On 07/14/2014 02:34 PM, ponce wrote:

> On Monday, 14 July 2014 at 18:43:36 UTC, Ali Çehreli wrote:
>> On 07/14/2014 10:35 AM, ponce wrote:
>>
>> > Ok, solved it, I just use pointer casts and it seems to work
>> when the
>> > struct is sliced.
>>
>> I think there is a terminology issue here. Slicing cannot be undone;
>> once the object is sliced, the non-A parts are gone.
>>
>
> Well they are not really gone if the struct is passed by-ref,

Oh, it's not slicing in that case... but wait! There is a problem here. :)
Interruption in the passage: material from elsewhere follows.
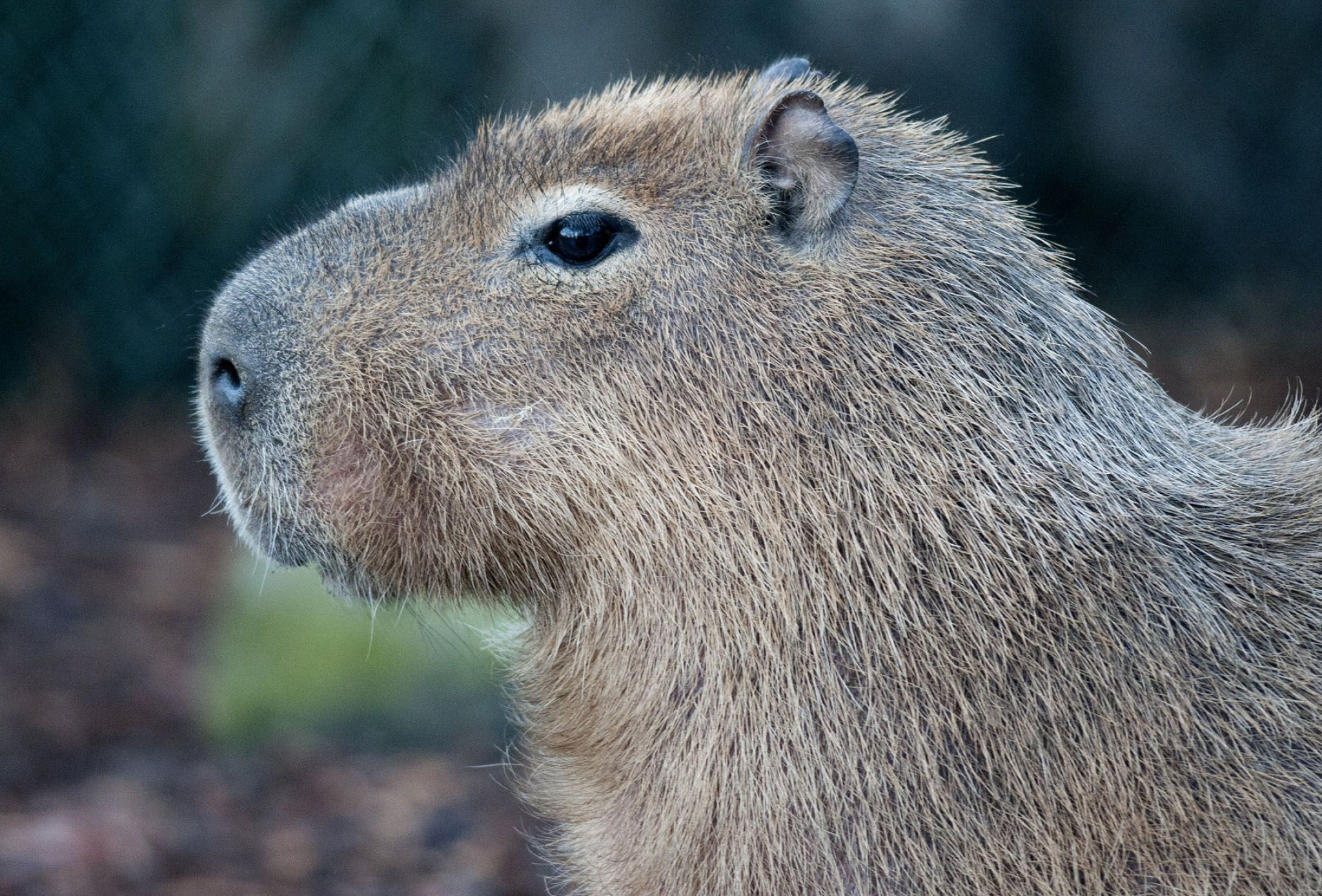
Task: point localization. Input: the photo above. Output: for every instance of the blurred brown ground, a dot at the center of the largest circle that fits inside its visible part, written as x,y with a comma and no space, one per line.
108,575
In C++, both structs and classes are value types and they both support inheritance. To observe slicing in C++, one needs pass-by-value and inheritance, which is available by structs and classes.

In D, structs don't support inheritance and classes don't support pass-by-value. However... Enter 'alias this' and we have D's version of slicing.

> you can recover the "gone" parts: http://dpaste.dzfl.pl/d64863fd4c6d

Aggreed but in D's case the non-A parts are not gone; as long as A lives, we know that B is alive. This is different from C++ where due to the necessary pass-by-value, they are truly gone (the bits may still be there but a C++ code should not do as D does).